The lunch was held at Ambassador Singla’s residence in Herzliya. The guests included deputy ambassador Anitha Nandhini; embassy first secretary Rakhee Mayuri; Joel Malkari, vice-president of the International Organization of Bene Israel; Bombay-born Hebrew University professor Shaul Sapir; Isaac Ashkenazi, like Sapir from a Baghdadi background but born in Calcutta; and Tzipora Meir, Tirtza Lavi, and Shulamit Kedar, all from families hailing from Cochin.
The lunch began with Ambassador Singla soliciting ideas from the guests for the new Indian Cultural Center recently opened in Tel Aviv. Although it has gotten off to a slow start due to the limitations imposed by the Corona epidemic, it now hopes to move into higher gear. Suggestions were made for a wide variety of activities, from yoga and classical Indian dance classes to courses in Indian languages and Ayurvedic medicine.
Another subject raised by the ambassador was the embassy’s Know India Program, which has so far failed to attract many participants despite the large number of Israeli tourists who visit India every year. A proposal was made to add to it a “Roots” dimension whereby young Israelis of Indian ancestry would be aided in exploring their heritage and families’ pasts. Such a program would target post-army youth, which traditionally backpacks all over the world after its conclusion of military service.

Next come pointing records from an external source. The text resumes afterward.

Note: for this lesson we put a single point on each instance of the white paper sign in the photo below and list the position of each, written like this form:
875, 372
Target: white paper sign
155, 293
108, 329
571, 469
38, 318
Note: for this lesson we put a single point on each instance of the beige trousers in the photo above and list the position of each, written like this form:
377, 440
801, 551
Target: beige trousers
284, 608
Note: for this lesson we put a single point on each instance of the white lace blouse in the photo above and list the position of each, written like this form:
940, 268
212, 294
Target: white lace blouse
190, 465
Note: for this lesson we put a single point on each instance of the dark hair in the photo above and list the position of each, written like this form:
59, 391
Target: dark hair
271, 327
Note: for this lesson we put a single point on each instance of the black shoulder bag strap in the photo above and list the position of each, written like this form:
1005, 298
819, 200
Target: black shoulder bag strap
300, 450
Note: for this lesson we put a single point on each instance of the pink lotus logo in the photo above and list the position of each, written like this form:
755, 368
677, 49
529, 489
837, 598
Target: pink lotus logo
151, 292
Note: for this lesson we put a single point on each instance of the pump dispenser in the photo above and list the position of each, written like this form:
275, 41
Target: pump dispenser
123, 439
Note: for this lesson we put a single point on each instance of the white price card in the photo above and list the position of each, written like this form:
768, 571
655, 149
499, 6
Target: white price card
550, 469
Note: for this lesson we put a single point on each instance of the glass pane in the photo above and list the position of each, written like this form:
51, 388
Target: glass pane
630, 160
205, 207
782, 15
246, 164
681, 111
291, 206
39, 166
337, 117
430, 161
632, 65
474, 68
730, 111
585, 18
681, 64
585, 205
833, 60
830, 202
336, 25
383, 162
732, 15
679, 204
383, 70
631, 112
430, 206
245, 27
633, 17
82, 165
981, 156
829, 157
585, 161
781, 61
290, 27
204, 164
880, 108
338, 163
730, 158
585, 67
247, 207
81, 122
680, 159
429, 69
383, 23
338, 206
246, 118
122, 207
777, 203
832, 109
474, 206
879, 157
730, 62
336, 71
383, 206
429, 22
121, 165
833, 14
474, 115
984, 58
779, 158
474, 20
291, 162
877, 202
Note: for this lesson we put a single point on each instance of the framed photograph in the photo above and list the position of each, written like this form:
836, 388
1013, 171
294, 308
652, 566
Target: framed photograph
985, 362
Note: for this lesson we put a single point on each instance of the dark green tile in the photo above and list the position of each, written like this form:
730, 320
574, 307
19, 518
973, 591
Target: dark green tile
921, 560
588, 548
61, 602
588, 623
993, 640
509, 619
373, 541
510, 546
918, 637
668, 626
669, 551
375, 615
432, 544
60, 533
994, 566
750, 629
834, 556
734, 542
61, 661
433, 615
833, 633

On behalf of Degel Menashe, Executive Director Thangjom presented Ambassador Singla with a framed picture of B’nei Menashe children taken by photographer Dorit Lombroso. He also reported on Degel Menashe’s various educational and cultural programs, dwelling especially on its Oral History Project, which will culminate this spring with the publication of Lives of the Children of Manasia, a book of twelve extended oral history interviews with elderly members of the B’nei Menashe community in Israel. Ambassor Singla expressed great interest in the book and spoke of making it a central feature of the joint 75 th \-year Israel-India independence celebrations that are planned for 2022. He also promised to lend the embassy’s support to Degel Menashe’s musicology project, which, in collaboration with the Hebrew University, is dedicated to the collection and preservation of old B’nei Menashe music. Temporarily stalled by the pandemic, too, this program, Thangjom told the ambassador, is about to be given new impetus. Ambassador Singla pledged to do all he could to help.